Дома он взялся за телефон, хотя толком говорить по нему не умел, не было нужды, особенно говорить с официальными лицами. В горздраве ему ответили, что медицина у нас, в принципе, бесплатная, но случается, госсредств недостаёт. Впрочем, с обращением его, гражданина Карькова, непременно разберутся и ответят по форме лично ему же и пожурили за то, что он некорректно общается по телефону. Звонил ещё куда-то — примерно то же… К вечерку заглянул Филантий, проще говоря, Филя, тощий и длинный, как кишка, молчаливый, но по пьяни и говорливый сосед по тротуарному рынку, торговавший шурупами, ржавыми гвоздями, такими же патрубками и тремя водопроводными кранами.
— Якорёк, Стёпа, куда пропал-то? Без тебя скучно. К обеду сообразили по капельке. Да опять же без тебя — не то, сам понимаешь, даже анекдот рассказать, утешить, рассудить некому… Бабка твоя, интеллигентша, опять приходила, ещё одну мышеловку хотела купить. Да их больше никто у нас не делает. Ушла ни с чем. Что с пальцем-то?

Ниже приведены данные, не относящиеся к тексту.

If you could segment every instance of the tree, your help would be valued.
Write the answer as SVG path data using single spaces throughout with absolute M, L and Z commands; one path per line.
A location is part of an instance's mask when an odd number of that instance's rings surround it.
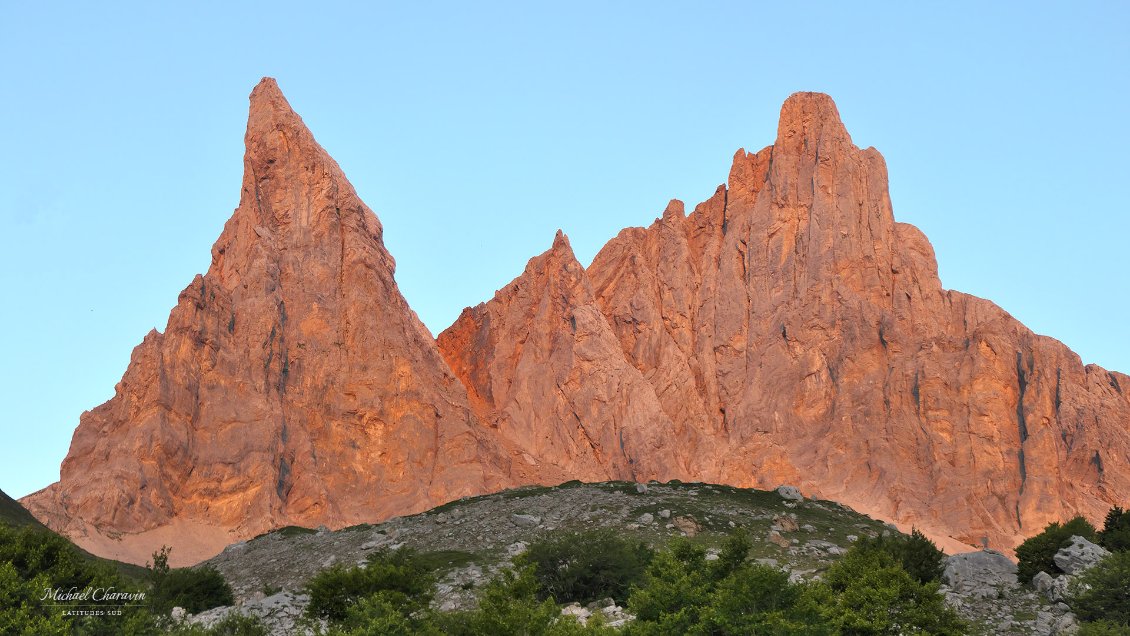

— На гвоздь напоролся по глупости.
— То-то смотрю, кислый… Сейчас вылечим. — Полез в оттопыренный внутренний карман задубевшего от носки пиджака. — От всех болезней, зараза. Не маши руками, не отказывайся. Есть мыслишка одна. Помнишь парторга на нашей обувной, Сетевого, да-да, Сетевого. Он же на профсоюзе большим сейчас сидит. Не смотри что на митингах он в старом фрицевском колпаке, как в кастрюльке вверх дном, да в тужурке облезлой кожаной — это прикид такой для народа. Смотреться-то своим человеком должен — веры больше. А вообще-то он нынче один из самых богатых людей в городе: стадион, всякие там санатории, профилактории, базы приватизировал. Они ж профсоюзные были… — Филя не спеша разлил по первой, как бы делом подкрепляя свою речь. — К нему и обратимся, он всё может, любого фельшера захомутает и шлангом скрутит.
Не иначе, как вспомнил, что слывёт молчаливым, Филантий, похоже, закусил последним словом. Выпили по второй, по третьей. Палец откликнулся — перестал ныть. Филя молчал и жалостливым собачьим взглядом преданного слуги смотрел на Степана.
Разговор с Сетевым получился солидным и обнадёживающим. Но, во-первых, до него, что называется, едва достучались и это уже можно было считать отнюдь не рядовой победой. Секретарша грудью встала на пути, только взглянув на двух смурных мужиков, увиливала, хитрила, лиса паршивая. Степан даже представил её себе в некоем образе: растопырила руки на весь предбанник, как ветряная мельница крылья, а может и стала бы лягаться при случае, обе ноги, видать, толчковые… Потом, уже в кабинете, воздушном и затемнённом, Сетевой не признал ни Карькова, ни каланчу Филантия, который трудился на обувной всего-то грузчиком, а по совместительству — экспедитором. Знаете, говорит, сколько у меня народу?! И я вам не Македонский, чтобы каждого упомнить. Тогда Степан надоумил его, что до парторговской должности тот был начальником цеха, где и громыхал раскалённым железом бессменный кузнец Карьков. Сто двадцать шесть рационализаторских предложений и даже изобретений внёс он, Степан Карьков, за эти годы и даже оказался у него раз пятнадцать в соавторах сам Сетевой… Прогресс-то на фабрике развивался вверх в основном благодаря Карькову, потому и труд был во многом механизирован. К примеру, передки, стельки, другие заготовки стали кроить одним прикосновением штампа… Не раз об этом на собраниях говорил и сам Сетевой. И в партию хотел принять Карькова, да в последний момент передумал: «Бросил бы ты, душегуб, этот хуторской самогон на рабочее место таскать!..» А ведь и сам пригублял по гранёному стакану, пригнувшись за пыльным горном.